O estilo único presente no trabalho de Stefano Poda é moderno e atual o problema é que se torna repetitivo na sequencia dos seus trabalhos e no conjunto de sua obra. Assistimos sua "Thaïs" de Massenet em 2015 e as comparações são inevitáveis. Parece ser a mesma ópera, o globo está presente no centro e a ambientação é idêntica. O que era uma novidade passa a ser uma monotonia repetitiva com as mesmas cores e mesmo estilo. Assim fica fácil caro Poda, você desenvolve um jeito de fazer ópera e o repete em todos os títulos, a primeira vez é criativo na segunda perde a graça e na terceira nem vou assistir. A ação dos solistas segue o ritmo lento proposto, a coreografia é de bom gosto embora fazer os bailarinos baterem palmas poluí a música de Carlos Gomes e todas aquelas frases em latim que ninguém entende destoam de piratas e venezianos em luta aberta. 

A protagonista foi um desastre vocal. Chiara Taigi se apresentou no dia 08/12/2016 sua Fosca tem voz seca, sem brilho e opaca. Fugiu ou não consegue dar os difíceis agudos da partitura. Existem dois culpados por tamanha afronta vocal a Carlos Gomes: quem a escalou e a própria por aceitar cantar uma personagem completamente inadequada a sua voz. Foi duro aguentar as barbeiragens técnicas que cometeu para tentar compor vocalmente Fosca. Conseguiu ser o soprano mais encoberto da história do Municipal, umas trezentas vezes. Em um teatro sério seria vaiada e tomates voariam no palco, como estamos no Brasil os aplausos foram efusivos.

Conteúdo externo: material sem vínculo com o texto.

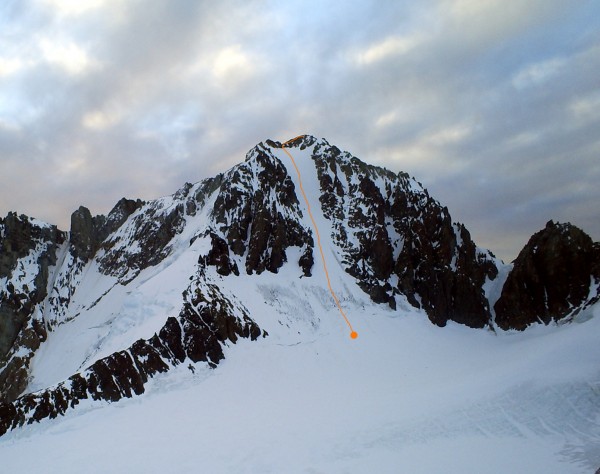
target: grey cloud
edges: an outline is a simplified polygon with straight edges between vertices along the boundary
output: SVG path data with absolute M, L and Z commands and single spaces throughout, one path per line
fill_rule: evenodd
M 0 54 L 0 213 L 64 227 L 312 133 L 415 175 L 504 258 L 549 218 L 600 237 L 592 2 L 115 5 L 4 7 L 0 45 L 28 64 L 3 75 Z M 87 69 L 44 60 L 45 37 Z

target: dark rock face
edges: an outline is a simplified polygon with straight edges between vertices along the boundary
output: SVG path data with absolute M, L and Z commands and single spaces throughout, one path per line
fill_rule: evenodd
M 536 233 L 521 250 L 494 309 L 502 329 L 525 329 L 568 316 L 600 283 L 599 245 L 571 224 Z
M 214 232 L 209 232 L 211 248 L 206 257 L 200 256 L 198 263 L 212 265 L 219 275 L 227 276 L 240 274 L 237 263 L 232 260 L 227 242 Z
M 293 153 L 312 145 L 332 238 L 346 271 L 373 301 L 395 307 L 394 296 L 404 294 L 439 326 L 489 324 L 482 287 L 498 274 L 493 255 L 478 250 L 464 226 L 453 224 L 448 210 L 407 174 L 367 165 L 314 137 L 286 146 Z
M 35 308 L 47 296 L 49 268 L 64 240 L 55 226 L 26 216 L 0 219 L 0 278 L 8 279 L 0 288 L 0 401 L 25 390 L 30 360 L 47 337 Z
M 298 204 L 286 168 L 259 145 L 223 179 L 212 217 L 231 252 L 245 257 L 246 273 L 277 273 L 287 262 L 286 249 L 294 246 L 304 249 L 298 263 L 309 276 L 314 243 L 312 232 L 300 224 Z M 213 238 L 211 254 L 225 254 L 220 240 Z
M 216 367 L 224 357 L 222 343 L 266 336 L 215 285 L 190 286 L 184 300 L 179 317 L 169 317 L 150 339 L 96 361 L 55 387 L 0 403 L 0 436 L 25 423 L 56 418 L 84 399 L 116 402 L 141 395 L 150 378 L 186 360 Z
M 92 217 L 87 207 L 81 206 L 71 214 L 70 251 L 84 262 L 90 260 L 100 244 L 100 229 L 104 216 Z

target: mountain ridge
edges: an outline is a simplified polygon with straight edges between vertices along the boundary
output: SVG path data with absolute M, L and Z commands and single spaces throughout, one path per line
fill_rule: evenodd
M 328 251 L 376 303 L 395 311 L 408 304 L 437 326 L 455 321 L 525 329 L 538 320 L 572 319 L 598 301 L 598 244 L 574 226 L 565 224 L 565 232 L 556 233 L 553 224 L 540 231 L 536 252 L 546 258 L 521 265 L 530 253 L 524 249 L 514 267 L 504 265 L 478 248 L 464 225 L 453 222 L 448 209 L 406 173 L 368 165 L 311 136 L 286 148 L 302 155 L 312 207 L 329 229 Z M 69 233 L 14 213 L 0 220 L 4 430 L 63 413 L 83 398 L 115 401 L 143 393 L 154 373 L 186 360 L 216 366 L 223 345 L 268 334 L 244 309 L 244 295 L 222 293 L 219 282 L 277 274 L 286 265 L 294 278 L 319 278 L 313 229 L 281 150 L 280 142 L 259 143 L 244 162 L 214 178 L 152 201 L 122 199 L 107 216 L 80 207 Z M 571 234 L 578 236 L 574 243 Z M 546 241 L 554 243 L 545 246 Z M 522 282 L 530 289 L 540 285 L 544 294 L 548 282 L 531 275 L 544 274 L 552 262 L 571 261 L 582 245 L 591 264 L 577 270 L 573 291 L 561 296 L 565 304 L 540 319 L 536 312 L 545 311 L 543 305 L 514 303 L 527 297 L 518 291 Z M 523 270 L 515 273 L 515 267 Z M 178 283 L 154 288 L 153 280 L 168 278 L 161 276 L 168 272 Z M 183 276 L 185 284 L 179 283 Z M 143 301 L 150 292 L 156 307 L 147 309 Z M 152 315 L 138 314 L 144 310 Z M 133 329 L 138 325 L 146 331 L 142 338 L 141 329 Z M 54 340 L 66 327 L 81 327 L 88 339 L 64 340 L 61 347 Z M 67 353 L 71 359 L 62 371 L 49 370 L 48 352 L 53 360 Z M 142 362 L 151 353 L 162 363 L 154 358 L 148 368 Z M 35 389 L 39 395 L 29 393 Z

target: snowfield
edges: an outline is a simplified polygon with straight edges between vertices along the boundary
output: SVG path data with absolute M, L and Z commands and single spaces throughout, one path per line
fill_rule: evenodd
M 438 328 L 408 306 L 393 312 L 342 291 L 359 332 L 351 340 L 322 287 L 297 277 L 281 286 L 284 276 L 221 282 L 248 296 L 269 337 L 231 345 L 215 370 L 181 365 L 141 397 L 89 402 L 10 432 L 0 438 L 2 470 L 564 474 L 600 467 L 599 308 L 581 323 L 495 334 Z

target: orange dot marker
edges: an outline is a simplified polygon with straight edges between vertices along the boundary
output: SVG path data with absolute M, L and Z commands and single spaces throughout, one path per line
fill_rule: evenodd
M 323 252 L 323 247 L 321 246 L 321 235 L 319 234 L 319 228 L 317 227 L 317 223 L 316 223 L 315 218 L 313 217 L 312 211 L 310 209 L 310 202 L 308 201 L 308 197 L 306 196 L 306 193 L 304 192 L 304 187 L 302 186 L 302 175 L 300 174 L 300 169 L 298 168 L 298 165 L 296 165 L 296 160 L 294 160 L 294 157 L 292 156 L 292 154 L 289 151 L 287 151 L 287 149 L 285 148 L 285 146 L 289 142 L 293 142 L 294 140 L 301 138 L 303 136 L 304 135 L 299 135 L 295 138 L 292 138 L 291 140 L 288 140 L 287 142 L 285 142 L 284 144 L 281 145 L 281 149 L 285 152 L 285 154 L 287 156 L 290 157 L 290 160 L 292 160 L 292 164 L 294 165 L 294 168 L 296 169 L 296 173 L 298 174 L 298 183 L 300 184 L 300 191 L 302 192 L 302 197 L 304 197 L 304 202 L 306 203 L 306 209 L 308 210 L 308 215 L 312 222 L 313 228 L 315 229 L 315 234 L 317 235 L 317 245 L 319 246 L 319 251 L 321 252 L 321 261 L 323 262 L 323 269 L 325 270 L 325 278 L 327 278 L 327 286 L 329 287 L 329 292 L 331 293 L 331 296 L 333 296 L 333 301 L 335 301 L 335 304 L 338 307 L 340 314 L 343 316 L 344 321 L 346 321 L 346 324 L 350 328 L 350 338 L 356 339 L 358 337 L 358 333 L 354 329 L 352 329 L 352 324 L 350 324 L 350 321 L 348 320 L 346 313 L 344 313 L 344 310 L 342 309 L 340 300 L 336 296 L 335 292 L 333 291 L 333 287 L 331 286 L 331 280 L 329 279 L 329 271 L 327 271 L 327 262 L 325 261 L 325 253 Z

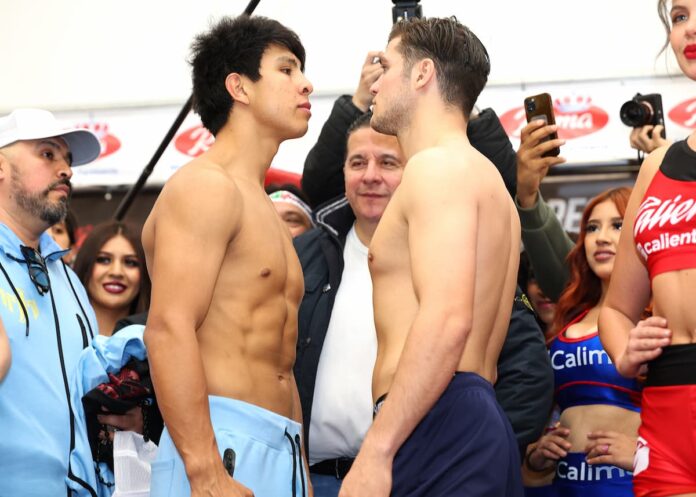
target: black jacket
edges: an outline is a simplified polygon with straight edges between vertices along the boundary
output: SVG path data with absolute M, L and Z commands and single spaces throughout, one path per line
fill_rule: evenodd
M 302 190 L 312 207 L 345 192 L 343 162 L 346 158 L 346 132 L 363 112 L 350 95 L 339 97 L 329 118 L 321 128 L 319 139 L 305 159 Z M 517 158 L 510 139 L 493 109 L 484 109 L 469 122 L 467 135 L 471 144 L 495 164 L 505 187 L 514 198 L 517 191 Z
M 298 316 L 295 380 L 300 393 L 305 447 L 319 356 L 343 274 L 343 246 L 355 216 L 345 197 L 316 211 L 317 228 L 294 239 L 302 264 L 305 295 Z M 518 289 L 510 328 L 498 359 L 495 392 L 508 415 L 520 452 L 537 440 L 551 411 L 553 373 L 544 338 L 531 307 Z

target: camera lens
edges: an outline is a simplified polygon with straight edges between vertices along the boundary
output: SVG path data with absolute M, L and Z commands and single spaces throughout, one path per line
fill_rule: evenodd
M 621 106 L 619 115 L 621 116 L 621 122 L 626 126 L 639 128 L 646 124 L 650 124 L 652 120 L 652 108 L 643 102 L 629 100 Z
M 527 112 L 534 112 L 536 110 L 536 103 L 534 100 L 529 100 L 527 102 Z

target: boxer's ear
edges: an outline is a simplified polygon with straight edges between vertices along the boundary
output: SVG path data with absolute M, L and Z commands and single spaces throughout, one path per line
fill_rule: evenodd
M 247 95 L 246 89 L 244 88 L 247 81 L 246 78 L 236 72 L 231 72 L 227 75 L 225 78 L 225 89 L 227 93 L 230 94 L 233 101 L 246 105 L 249 104 L 249 95 Z
M 417 90 L 425 88 L 432 81 L 435 81 L 435 62 L 433 62 L 433 59 L 425 58 L 419 60 L 413 65 L 411 76 L 414 81 L 414 88 Z

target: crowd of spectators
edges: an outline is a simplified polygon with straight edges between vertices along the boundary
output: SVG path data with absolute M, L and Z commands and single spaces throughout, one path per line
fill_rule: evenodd
M 680 56 L 683 39 L 696 33 L 689 24 L 691 13 L 696 19 L 695 2 L 675 0 L 671 15 L 665 1 L 658 6 L 680 67 L 696 79 L 691 58 Z M 382 74 L 379 55 L 366 55 L 355 92 L 335 101 L 306 158 L 302 188 L 266 188 L 304 279 L 293 372 L 301 446 L 318 497 L 338 496 L 374 415 L 377 339 L 368 252 L 406 167 L 397 139 L 370 127 L 370 88 Z M 647 496 L 658 495 L 650 492 L 661 485 L 696 492 L 696 480 L 681 473 L 672 478 L 668 463 L 660 466 L 662 473 L 648 469 L 644 447 L 656 447 L 660 461 L 672 449 L 663 447 L 668 435 L 655 427 L 655 404 L 641 413 L 647 392 L 651 401 L 663 402 L 659 412 L 677 418 L 678 406 L 665 407 L 668 401 L 654 389 L 696 379 L 688 373 L 682 381 L 675 366 L 693 364 L 690 352 L 668 348 L 691 347 L 694 340 L 693 332 L 684 331 L 692 321 L 680 314 L 691 287 L 656 277 L 691 269 L 693 256 L 676 266 L 646 256 L 646 271 L 634 250 L 634 219 L 646 191 L 657 188 L 654 182 L 674 182 L 680 192 L 690 187 L 684 186 L 693 181 L 686 166 L 665 172 L 661 164 L 666 157 L 670 164 L 693 160 L 693 139 L 673 144 L 659 127 L 634 129 L 631 146 L 650 154 L 635 189 L 600 193 L 587 204 L 579 232 L 567 233 L 540 193 L 549 170 L 565 162 L 547 154 L 565 143 L 548 139 L 557 130 L 531 121 L 514 150 L 491 108 L 475 109 L 467 128 L 470 143 L 500 173 L 521 221 L 524 251 L 515 297 L 500 302 L 512 312 L 494 387 L 517 440 L 528 495 Z M 151 293 L 142 227 L 107 221 L 78 246 L 77 220 L 67 209 L 71 167 L 96 158 L 95 142 L 87 131 L 58 128 L 45 111 L 0 118 L 2 495 L 63 495 L 66 487 L 69 495 L 110 495 L 115 433 L 157 441 L 162 430 L 142 335 Z M 5 176 L 6 168 L 15 170 Z M 676 208 L 673 218 L 686 209 Z M 630 230 L 622 234 L 624 226 Z M 624 255 L 629 251 L 630 257 Z M 633 287 L 640 298 L 627 291 Z M 675 288 L 687 293 L 673 302 Z M 42 334 L 50 343 L 39 342 Z M 677 353 L 686 355 L 672 359 Z M 647 384 L 646 364 L 654 366 Z M 96 411 L 88 408 L 89 399 L 97 399 Z M 692 437 L 693 425 L 679 423 Z M 681 462 L 692 453 L 674 450 L 680 452 L 672 460 Z M 24 487 L 36 478 L 28 461 L 41 469 L 41 490 Z M 580 474 L 585 476 L 571 476 Z

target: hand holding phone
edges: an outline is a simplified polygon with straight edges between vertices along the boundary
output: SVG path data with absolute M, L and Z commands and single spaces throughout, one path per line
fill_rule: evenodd
M 553 113 L 553 103 L 551 101 L 551 95 L 548 93 L 541 93 L 539 95 L 534 95 L 524 99 L 524 112 L 527 116 L 527 122 L 531 122 L 536 119 L 542 120 L 545 124 L 556 124 L 556 118 Z M 557 140 L 558 134 L 554 131 L 553 133 L 542 138 L 542 142 L 548 140 Z M 559 147 L 554 147 L 551 150 L 544 152 L 542 157 L 557 157 L 560 155 L 561 149 Z
M 548 97 L 548 95 L 546 95 Z M 525 111 L 530 121 L 520 133 L 520 146 L 517 149 L 517 192 L 516 198 L 525 209 L 533 207 L 538 198 L 541 182 L 546 177 L 549 168 L 563 164 L 565 159 L 561 157 L 559 147 L 565 142 L 558 139 L 557 126 L 549 122 L 546 112 L 540 110 L 537 103 L 548 102 L 551 98 L 539 96 L 525 99 Z M 534 105 L 530 105 L 530 102 Z M 550 105 L 547 107 L 551 109 Z M 536 115 L 540 117 L 535 117 Z M 553 113 L 550 114 L 553 120 Z

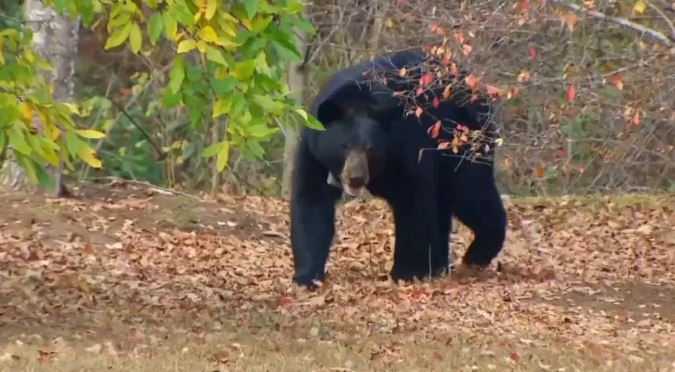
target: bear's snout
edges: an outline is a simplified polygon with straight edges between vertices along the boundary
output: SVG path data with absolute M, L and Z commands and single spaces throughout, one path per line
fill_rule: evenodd
M 366 156 L 365 151 L 349 151 L 340 178 L 345 191 L 349 195 L 361 195 L 363 188 L 370 180 L 370 175 L 368 173 L 368 157 Z

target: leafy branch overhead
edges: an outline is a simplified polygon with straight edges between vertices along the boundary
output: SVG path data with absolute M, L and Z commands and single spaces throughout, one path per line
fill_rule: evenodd
M 229 150 L 262 157 L 261 143 L 278 131 L 273 120 L 297 116 L 312 127 L 320 124 L 289 97 L 285 67 L 302 58 L 295 32 L 314 32 L 302 18 L 300 0 L 50 0 L 61 13 L 81 19 L 90 28 L 105 26 L 105 49 L 128 46 L 148 55 L 167 43 L 175 51 L 166 71 L 153 74 L 164 80 L 165 108 L 184 105 L 191 125 L 203 130 L 211 121 L 226 119 L 223 138 L 202 155 L 217 157 L 222 170 Z M 31 49 L 26 29 L 0 32 L 0 161 L 10 152 L 28 170 L 32 180 L 45 180 L 46 164 L 77 156 L 92 167 L 101 167 L 86 139 L 101 138 L 92 129 L 77 130 L 72 116 L 77 105 L 53 102 L 52 87 L 40 77 L 50 66 Z M 161 78 L 159 79 L 161 81 Z M 34 120 L 43 123 L 37 131 Z M 65 133 L 65 136 L 61 133 Z

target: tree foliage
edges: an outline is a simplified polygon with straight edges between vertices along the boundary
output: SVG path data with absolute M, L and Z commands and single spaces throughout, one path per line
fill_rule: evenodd
M 273 124 L 287 115 L 312 127 L 320 124 L 289 96 L 285 83 L 288 62 L 302 58 L 296 30 L 314 32 L 302 18 L 299 0 L 50 0 L 57 11 L 87 27 L 105 25 L 106 49 L 128 46 L 149 55 L 161 44 L 174 54 L 168 68 L 152 71 L 164 81 L 165 109 L 184 107 L 191 126 L 206 131 L 226 123 L 223 138 L 202 151 L 216 157 L 218 170 L 228 163 L 232 148 L 262 158 L 261 144 L 278 131 Z M 50 68 L 31 48 L 25 28 L 0 32 L 0 150 L 13 156 L 31 180 L 48 182 L 47 164 L 71 158 L 98 168 L 88 139 L 104 133 L 78 129 L 74 116 L 87 115 L 89 105 L 54 102 L 52 86 L 41 74 Z M 7 151 L 11 149 L 12 151 Z

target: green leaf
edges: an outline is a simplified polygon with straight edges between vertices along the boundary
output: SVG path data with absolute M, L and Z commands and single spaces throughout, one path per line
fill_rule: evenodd
M 307 111 L 305 111 L 303 108 L 298 107 L 295 110 L 293 110 L 296 114 L 300 115 L 300 117 L 305 121 L 305 125 L 308 128 L 311 129 L 316 129 L 316 130 L 325 130 L 326 128 L 321 124 L 320 121 L 316 120 L 314 116 L 308 115 Z
M 251 75 L 253 75 L 253 71 L 255 70 L 255 63 L 256 61 L 254 59 L 237 62 L 234 67 L 235 75 L 241 80 L 250 78 Z
M 206 59 L 208 59 L 211 62 L 227 66 L 227 61 L 225 61 L 225 58 L 223 57 L 223 54 L 220 53 L 220 50 L 210 45 L 206 46 Z
M 5 146 L 7 146 L 7 135 L 4 130 L 0 130 L 0 154 L 3 153 Z M 2 164 L 0 164 L 0 167 L 2 167 Z
M 254 19 L 251 22 L 251 24 L 253 25 L 252 31 L 253 32 L 264 31 L 267 28 L 267 26 L 269 26 L 269 24 L 272 23 L 273 19 L 274 19 L 274 17 L 272 17 L 272 16 L 266 16 L 266 17 Z
M 19 161 L 19 164 L 21 164 L 21 168 L 23 168 L 28 180 L 32 184 L 36 184 L 38 182 L 38 177 L 33 160 L 27 156 L 17 156 L 17 160 Z
M 305 9 L 305 4 L 300 0 L 288 0 L 286 3 L 286 10 L 290 13 L 300 13 Z
M 71 155 L 79 154 L 87 143 L 75 135 L 75 132 L 69 130 L 66 132 L 66 147 Z
M 295 18 L 293 18 L 293 24 L 298 27 L 300 31 L 304 31 L 309 35 L 314 35 L 316 33 L 316 27 L 314 27 L 314 24 L 302 17 L 295 16 Z
M 121 27 L 115 28 L 105 42 L 104 49 L 108 50 L 122 45 L 129 37 L 131 32 L 131 23 L 126 23 Z
M 216 157 L 216 168 L 219 172 L 222 172 L 222 170 L 225 169 L 227 160 L 230 157 L 230 143 L 227 141 L 221 143 L 222 147 L 220 148 L 220 151 L 218 151 L 218 156 Z
M 7 130 L 7 136 L 9 137 L 9 145 L 12 148 L 22 154 L 30 155 L 31 148 L 26 142 L 26 136 L 18 126 L 13 125 Z
M 174 18 L 169 12 L 163 13 L 162 18 L 164 19 L 164 30 L 166 30 L 166 36 L 172 40 L 175 39 L 176 32 L 178 32 L 178 22 L 176 21 L 176 18 Z
M 225 79 L 216 79 L 213 82 L 213 90 L 219 95 L 230 93 L 237 85 L 237 78 L 228 76 Z
M 217 142 L 205 148 L 204 151 L 202 151 L 202 157 L 205 158 L 212 157 L 213 155 L 217 154 L 220 151 L 220 149 L 224 146 L 224 144 L 225 144 L 224 142 Z
M 166 108 L 173 108 L 178 106 L 178 104 L 183 99 L 182 92 L 172 92 L 171 89 L 164 90 L 164 96 L 162 97 L 162 104 Z
M 263 149 L 262 146 L 260 146 L 259 141 L 249 139 L 246 141 L 246 147 L 255 157 L 259 159 L 262 159 L 263 156 L 265 155 L 265 149 Z
M 258 11 L 258 0 L 244 0 L 244 9 L 248 19 L 253 19 Z
M 105 133 L 102 133 L 102 132 L 99 132 L 99 131 L 93 130 L 93 129 L 76 129 L 75 133 L 79 134 L 80 137 L 84 137 L 84 138 L 98 139 L 98 138 L 105 137 Z
M 281 102 L 276 102 L 267 95 L 256 94 L 253 96 L 253 102 L 260 106 L 263 110 L 270 113 L 281 113 L 284 109 L 284 104 Z
M 300 54 L 298 48 L 295 46 L 295 40 L 292 35 L 279 29 L 270 31 L 268 35 L 270 39 L 275 41 L 274 46 L 285 58 L 296 61 L 302 59 L 302 54 Z
M 183 59 L 183 56 L 178 56 L 173 60 L 169 75 L 169 87 L 173 93 L 176 93 L 185 79 L 185 60 Z
M 162 22 L 162 16 L 160 13 L 154 13 L 148 22 L 148 36 L 150 37 L 150 42 L 152 45 L 157 43 L 157 40 L 159 40 L 159 36 L 162 34 L 163 29 L 164 22 Z
M 246 132 L 253 137 L 269 138 L 274 133 L 278 132 L 279 128 L 269 128 L 265 123 L 251 125 L 246 128 Z
M 138 26 L 138 23 L 133 23 L 131 25 L 131 30 L 129 31 L 129 43 L 131 44 L 131 50 L 138 54 L 141 51 L 143 46 L 143 36 L 141 35 L 141 27 Z

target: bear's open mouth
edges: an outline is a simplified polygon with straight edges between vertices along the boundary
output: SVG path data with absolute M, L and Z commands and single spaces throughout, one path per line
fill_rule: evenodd
M 350 196 L 361 196 L 363 194 L 363 186 L 352 187 L 350 185 L 345 185 L 345 192 Z

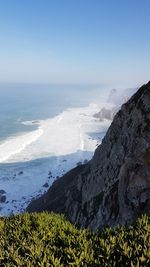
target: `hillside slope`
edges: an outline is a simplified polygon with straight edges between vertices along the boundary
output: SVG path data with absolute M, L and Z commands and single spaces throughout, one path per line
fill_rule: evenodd
M 150 82 L 116 114 L 92 160 L 54 182 L 27 210 L 64 213 L 93 230 L 150 213 Z
M 150 218 L 96 235 L 53 213 L 0 218 L 1 267 L 150 266 Z

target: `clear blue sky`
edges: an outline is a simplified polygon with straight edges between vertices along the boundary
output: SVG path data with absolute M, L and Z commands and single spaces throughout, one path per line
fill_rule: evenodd
M 0 81 L 149 79 L 149 0 L 0 0 Z

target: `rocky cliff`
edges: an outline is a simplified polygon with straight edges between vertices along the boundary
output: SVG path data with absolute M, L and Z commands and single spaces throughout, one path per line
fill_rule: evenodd
M 54 182 L 27 210 L 64 213 L 95 231 L 150 213 L 150 82 L 115 115 L 92 160 Z

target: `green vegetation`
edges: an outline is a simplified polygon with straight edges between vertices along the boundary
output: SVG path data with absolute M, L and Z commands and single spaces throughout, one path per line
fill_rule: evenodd
M 53 213 L 1 218 L 0 266 L 150 266 L 150 217 L 97 235 Z

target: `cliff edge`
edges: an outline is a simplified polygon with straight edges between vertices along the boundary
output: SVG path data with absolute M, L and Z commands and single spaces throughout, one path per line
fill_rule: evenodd
M 55 181 L 27 210 L 64 213 L 95 231 L 150 213 L 150 82 L 115 115 L 92 160 Z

Masami Ganev conseguiu imprimir bons agudos para a personagem Delia, a moça não se intimidou com sua estreia no Municipal e mostrou um talento natural para o canto e para a interpretação. Sung Kyu Park cantou um Paolo mediano, sem brilho e vivacidade. Luis-Ottavio Faria fez um primeiro ato morno para crescer nos demais, vozeirão com belos graves.

O dono da noite, o rei da cocada foi Leonardo Neiva. Barítono com voz grande que enche a sala com todos os registros saindo com qualidade superlativa. Emissão e técnica impecáveis unidos a uma atuação cênica que prima pelos detalhes na interpretação do personagem Cambro. Leonardo Neiva já foi eleito por este blog como Melhor Cantor Solista do ano de 2012. 

A Orquestra Sinfônica Municipal regida por Eduardo Strausser esteve mediana, faltou o impacto e a dramaticidade inerente à música de Carlos Gomes. Strausser imprimiu uma regência burocrática e sem pegada, somente os solos instrumentais se salvaram. O Coro Lírico Municipal de São Paulo é recheado de solistas e apresentou-se com naipes equilibrados e sonoridade de grande qualidade. O Balé da Cidade de São Paulo seguiu risca o solicitado pelo coreografo-diretor com uma coreografia que trafega entre o abstrato e o contemporâneo da dança. 


Encerrada a temporada ficam milhões de dúvidas para o ano vindouro. O futuro do TMSP parece incerto para a maioria e especulações aparecem por todos os lados. A nova administração municipal ainda não se pronunciou oficialmente, o que tenho ouvido de minhas fontes é que a legião estrangeira de cantores medianos continuará a frequentar o palco da nossa casa, sempre em detrimento dos nossos cantores. Espero que minhas fontes estejam erradas.